I must dedicate this page to the person that is most responsible for it. In 2007 a little girl by the name of Hannah Lincoln contacted me from Erie and asked to use my web site in a school project, needless to say how elated I was and without hesitation I gave her permission and also said to contact me if she needed any help. It really makes me feel good when I see our youth showing interest in our historical heritage. The photos on this page were taken by her and her mother and grand dad.
Gudgeonville Covered Bridge
(This bridge was completely destroyed by arsons and will not be replaced)
This bridge was located on Township Route 400, Gudgeonville Road, in Girard Township.

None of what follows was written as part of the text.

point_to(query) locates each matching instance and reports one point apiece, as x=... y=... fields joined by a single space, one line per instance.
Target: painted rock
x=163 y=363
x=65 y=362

When you enter the town of Girard, go south on Walnut Street, two miles to Beckman Road and then 0.8 southeast on Beckman Road, and 0.7 miles south on Gudgeonville Road.
The Covered Bridge was built in 1868 by William Sherman utilizing multiple kingpost truss. The bridge crossed over Elk Creek and had one span. The length was 72 feet long and 14 feet wide. The Township owned. The bridge was in good condition and open to vehicle traffic. When I say the bridge was in good condition I can only mean it is structurally stable, as you view the photos you can see how vandals have defaced this historical site. This bridge is the worse I have ever seen of our covered bridges when it comes to vandalism. Maybe the vandalism and just plain ignorance on the Townships historical intelligence is the reason the bridge will not be replaced.
I keep this bridge in my web site although it is gone because of the folk lore that surrounds it, this was sent to me recently, although the dates do not correspond with the National register or any documentation I have seen I still thought people would enjoy reading the haunted tale. So for your reading pleasure I submit the following:
Built in 1837, it is one of the oldest covered bridges in the country. In approximately 1855, a Kentucky man named Obadiah Will was delivering a mule named Gudgeon to Meadville. As they entered the bridge, a couple canal boats passed by playing a tune - My Old Kentucky Home. The mule dropped dead in its tracks. Mr. Will was given permission to bury the mule on the west bank of the creek and he had the word "Gudgeonville" painted on the end of the bridge. There is rumor of an apparition of a little girl seen by the cliffs near the bridge where she fell to her death in the 1940's or 1950's. There is also a report of a manifestation of a headless horseman with a black steed with demonic eyes. There were also apparently many tragic deaths associated with Elk Creek, which runs under the bridge, during the war of 1812. We've also heard that beheading was not uncommon at that time. In October 2005, five members traveled to Girard, PA, to find out if these rumors were true. We found the bridge still in use by automobiles, preventing us from setting up video cameras. The interior of the bridge was completely covered in graffiti, which was sad since there are so few covered bridges left. We snapped a good bit of photos, but nothing turned up in any pictures. There were no temperature changes, nor were there any EMF spikes. EVP turned up no evidence of paranormal activity either.
We must conclude that once again, urban legend is the only explanation for the stories told about this bridge.
Harrington Covered Bridge
(GPS N41 52.15 W80 25.72)
This structure is located on State Route 3003, known as Barney Road, approximately 3 miles southeast of Cherry Hill, in Conneaut Township.
The Bridge was built in 1870 by William Sherman using multiple kingpost truss. The structure spans West Branch Conneaut Creek. The bridge is 72 feet long and 14 feet wide and utilizes one span. It is open to vehicle traffic and is owned and maintained by the Township. As of this date the bridge looks to be in fair condition.
Waterford Covered Bridge
(GPS N41 56.47 W79 57.82)
Waterford bridge is located on Township Route 459, just east of the town of Waterford. On Route 19 in the town turn east on East First Street for 0.3 miles, then south on East Street approximately 1 mile to bridge.
This bridge was built in 1875 by Charles and James Phelps using the Town Truss design and utilizes one span. The structures length is 78 feet and a width of 15 feet, it crosses Le Boeuf Creek. The bridges is in good condition and open to vehicle traffic. The Township owns and maintains the surrounding area. This is the only bridge that is painted in Erie county and has a sign hanging on the gable end of the portal saying "Old Kissing Bridge".
Erie county used to have 4 bridges, Carman/Carmen/Perry/McKee Road Bridge. I am sorry to say that all that is left of this structures is the concrete spans on each end of the creek. I have heard of no plans of restoring this historical bridge. Just another one of our heritage sites gone forever.